MIXQUANT: A QUANTIZATION BIT-WIDTH SEARCH THAT CAN OPTIMIZE THE PERFORMANCE OF YOUR QUANTIZATION METHOD

Abstract

Quantization is a technique for creating efficient Deep Neural Networks (DNNs), which involves performing computations and storing tensors at lower bit-widths than f32 floating point precision. Quantization reduces model size and inference latency, and therefore allows for DNNs to be deployed on platforms with constrained computational resources and real-time systems.
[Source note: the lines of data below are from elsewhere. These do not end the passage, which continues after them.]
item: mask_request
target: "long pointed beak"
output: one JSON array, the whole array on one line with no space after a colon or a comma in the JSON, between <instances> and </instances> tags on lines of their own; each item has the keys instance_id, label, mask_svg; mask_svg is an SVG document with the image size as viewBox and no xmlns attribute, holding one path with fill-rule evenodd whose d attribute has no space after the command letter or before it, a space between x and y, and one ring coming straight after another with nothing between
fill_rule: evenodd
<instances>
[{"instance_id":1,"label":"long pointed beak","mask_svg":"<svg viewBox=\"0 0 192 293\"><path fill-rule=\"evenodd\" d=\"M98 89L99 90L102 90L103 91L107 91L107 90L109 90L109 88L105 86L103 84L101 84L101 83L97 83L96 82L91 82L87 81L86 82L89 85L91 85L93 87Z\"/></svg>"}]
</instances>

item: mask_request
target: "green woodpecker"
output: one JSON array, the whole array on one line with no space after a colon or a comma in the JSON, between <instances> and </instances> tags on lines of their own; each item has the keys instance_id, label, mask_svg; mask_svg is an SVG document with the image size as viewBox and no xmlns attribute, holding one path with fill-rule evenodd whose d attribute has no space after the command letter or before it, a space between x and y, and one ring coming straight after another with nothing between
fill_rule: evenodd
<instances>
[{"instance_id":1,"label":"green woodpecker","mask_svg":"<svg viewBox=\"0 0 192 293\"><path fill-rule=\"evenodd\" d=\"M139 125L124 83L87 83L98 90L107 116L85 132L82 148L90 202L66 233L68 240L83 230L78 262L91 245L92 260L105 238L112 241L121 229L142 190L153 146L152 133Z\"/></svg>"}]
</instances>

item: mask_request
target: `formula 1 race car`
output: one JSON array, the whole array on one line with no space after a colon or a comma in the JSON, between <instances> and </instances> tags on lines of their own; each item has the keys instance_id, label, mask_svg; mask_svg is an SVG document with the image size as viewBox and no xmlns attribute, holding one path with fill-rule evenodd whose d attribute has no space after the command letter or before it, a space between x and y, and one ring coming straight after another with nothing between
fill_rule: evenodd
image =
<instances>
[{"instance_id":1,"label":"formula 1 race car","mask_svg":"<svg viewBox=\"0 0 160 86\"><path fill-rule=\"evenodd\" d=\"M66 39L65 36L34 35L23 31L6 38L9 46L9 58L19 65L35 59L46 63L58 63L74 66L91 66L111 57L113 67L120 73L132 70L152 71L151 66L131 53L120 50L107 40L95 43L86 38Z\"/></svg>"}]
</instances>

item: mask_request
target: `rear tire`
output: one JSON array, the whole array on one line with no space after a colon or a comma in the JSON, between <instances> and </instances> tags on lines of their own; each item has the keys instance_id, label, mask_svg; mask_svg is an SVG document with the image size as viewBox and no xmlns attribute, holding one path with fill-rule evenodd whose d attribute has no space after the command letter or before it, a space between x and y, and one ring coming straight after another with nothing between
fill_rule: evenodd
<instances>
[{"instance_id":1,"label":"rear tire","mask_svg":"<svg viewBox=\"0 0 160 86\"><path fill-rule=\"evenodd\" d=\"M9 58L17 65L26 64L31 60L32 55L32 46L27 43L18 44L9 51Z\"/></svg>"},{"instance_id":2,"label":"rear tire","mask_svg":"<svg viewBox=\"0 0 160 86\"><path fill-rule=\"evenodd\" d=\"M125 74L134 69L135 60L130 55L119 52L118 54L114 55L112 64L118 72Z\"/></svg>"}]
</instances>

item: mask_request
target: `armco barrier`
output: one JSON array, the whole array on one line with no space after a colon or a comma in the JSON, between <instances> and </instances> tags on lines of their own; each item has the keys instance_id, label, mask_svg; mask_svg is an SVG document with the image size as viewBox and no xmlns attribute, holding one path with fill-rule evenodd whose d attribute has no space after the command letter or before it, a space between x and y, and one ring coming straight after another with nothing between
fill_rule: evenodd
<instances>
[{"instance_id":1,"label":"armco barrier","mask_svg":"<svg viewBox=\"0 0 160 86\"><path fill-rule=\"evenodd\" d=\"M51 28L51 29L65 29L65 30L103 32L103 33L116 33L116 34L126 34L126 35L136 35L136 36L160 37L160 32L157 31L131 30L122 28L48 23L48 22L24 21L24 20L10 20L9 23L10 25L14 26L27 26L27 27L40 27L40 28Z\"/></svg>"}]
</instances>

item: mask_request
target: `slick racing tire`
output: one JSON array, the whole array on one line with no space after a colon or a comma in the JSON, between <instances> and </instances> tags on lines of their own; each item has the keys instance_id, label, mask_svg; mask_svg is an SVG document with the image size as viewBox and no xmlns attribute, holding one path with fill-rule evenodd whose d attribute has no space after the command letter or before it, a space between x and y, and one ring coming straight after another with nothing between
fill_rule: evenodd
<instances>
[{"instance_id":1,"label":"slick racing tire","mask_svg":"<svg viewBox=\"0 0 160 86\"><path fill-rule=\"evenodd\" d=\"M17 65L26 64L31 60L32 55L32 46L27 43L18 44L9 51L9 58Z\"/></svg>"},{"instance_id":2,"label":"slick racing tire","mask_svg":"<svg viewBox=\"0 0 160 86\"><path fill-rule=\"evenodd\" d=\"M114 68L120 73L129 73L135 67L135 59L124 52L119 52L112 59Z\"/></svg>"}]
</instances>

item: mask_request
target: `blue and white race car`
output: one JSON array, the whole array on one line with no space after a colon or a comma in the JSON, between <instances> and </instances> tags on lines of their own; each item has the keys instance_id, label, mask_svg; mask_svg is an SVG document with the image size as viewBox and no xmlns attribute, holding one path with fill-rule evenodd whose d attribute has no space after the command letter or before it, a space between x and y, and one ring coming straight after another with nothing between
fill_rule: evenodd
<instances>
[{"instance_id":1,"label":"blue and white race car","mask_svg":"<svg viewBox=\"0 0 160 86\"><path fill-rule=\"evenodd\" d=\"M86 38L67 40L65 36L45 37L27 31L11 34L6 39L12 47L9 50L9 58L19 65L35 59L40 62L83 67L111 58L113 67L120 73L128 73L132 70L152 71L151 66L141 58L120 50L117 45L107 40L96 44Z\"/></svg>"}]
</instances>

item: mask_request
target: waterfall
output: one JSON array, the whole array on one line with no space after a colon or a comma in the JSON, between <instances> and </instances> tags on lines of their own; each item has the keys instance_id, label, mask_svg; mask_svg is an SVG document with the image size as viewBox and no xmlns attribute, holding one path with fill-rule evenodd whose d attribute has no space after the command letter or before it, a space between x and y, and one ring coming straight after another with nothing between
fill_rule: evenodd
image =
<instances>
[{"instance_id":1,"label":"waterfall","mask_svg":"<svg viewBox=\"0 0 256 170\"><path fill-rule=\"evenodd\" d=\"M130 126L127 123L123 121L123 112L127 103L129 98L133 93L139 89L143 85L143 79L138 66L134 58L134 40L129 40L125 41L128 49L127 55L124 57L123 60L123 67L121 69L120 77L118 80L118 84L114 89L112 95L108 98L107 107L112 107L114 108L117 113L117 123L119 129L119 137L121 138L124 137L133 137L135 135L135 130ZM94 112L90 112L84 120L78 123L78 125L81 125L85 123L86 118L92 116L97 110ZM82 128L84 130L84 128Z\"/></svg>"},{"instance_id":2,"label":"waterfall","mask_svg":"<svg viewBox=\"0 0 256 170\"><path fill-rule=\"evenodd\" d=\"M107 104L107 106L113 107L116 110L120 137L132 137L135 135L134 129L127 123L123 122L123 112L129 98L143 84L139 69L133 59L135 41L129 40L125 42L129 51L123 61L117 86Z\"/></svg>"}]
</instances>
However, quantization can lead to numerical instability caused by roundoff error which leads to inaccurate computations and therefore, a decrease in quantized model accuracy. In this paper we focus on simulated quantized inference, where the quantized model parameters are stored in low-precision, but the mathematical operations on them (e.g. matrix multiplications and additions) are performed with floating point arithmetic. This means that the DNN parameters are first quantized from f32 to, for example, int4, and then dequantized back to f32 to perform computations. We show that the roundtrip process of quantizing and dequantizing the model parameters leads to roundoff error, which may lead to numerical instability. Similarly to prior works, which have shown that both biases and activations are more sensitive to quantization and are best kept in full precision or quantized with higher bit-widths, we show that some weights are more sensitive than others which should be reflected on their quantization bit-width. To that end we propose MixQuant, a search algorithm that finds the optimal custom quantization bit-width for each layer weight based on roundoff error and can be combined with any quantization method as a form of pre-processing optimization. We show that combining MixQuant with BRECQ, a state-of-the-art quantization method, yields better quantized model accuracy than BRECQ alone. Additionally, we combine MixQuant with vanilla asymmetric quantization to show that MixQuant has the potential to optimize the performance of any quantization technique.

1. INTRODUCTION

Quantization is a method for mapping continuous values to a set of discrete values. The goal of neural network quantization is to perform computations and store tensors at lower bit-widths than floating point precision to reduce model size and inference latency while maintaining model accuracy, which allows for deploying DNNs on platforms with constrained computational resources, e.g.: real time inference on mobile devices. Quantization can be performed during training or inference. In this paper we focus on quantized inference, specifically post-training quantization, which quantizes a full precision trained model without the need for re-training or fine-tuning. Quantized inference can be either simulated or integer-only, and in this paper we focus on simulated quantization, where the quantized model parameters are stored in low-precision, but the mathematical operations on them (e.g. matrix multiplications and additions) are performed with floating point arithmetic (Gholami et al., 2022) . In Tensorflow, PyTorch, and HuggingFace (QDQBERT model), simulated quantization is referred to as fake quantization. This means that the DNN parameters are first quantized from f32 to, for example, int4, and then dequantized back to f32 to perform the forward pass executed during inference. We show that the roundtrip process of quantizing and dequantizing the model parameters leads to roundoff error, which may lead to numerical instability.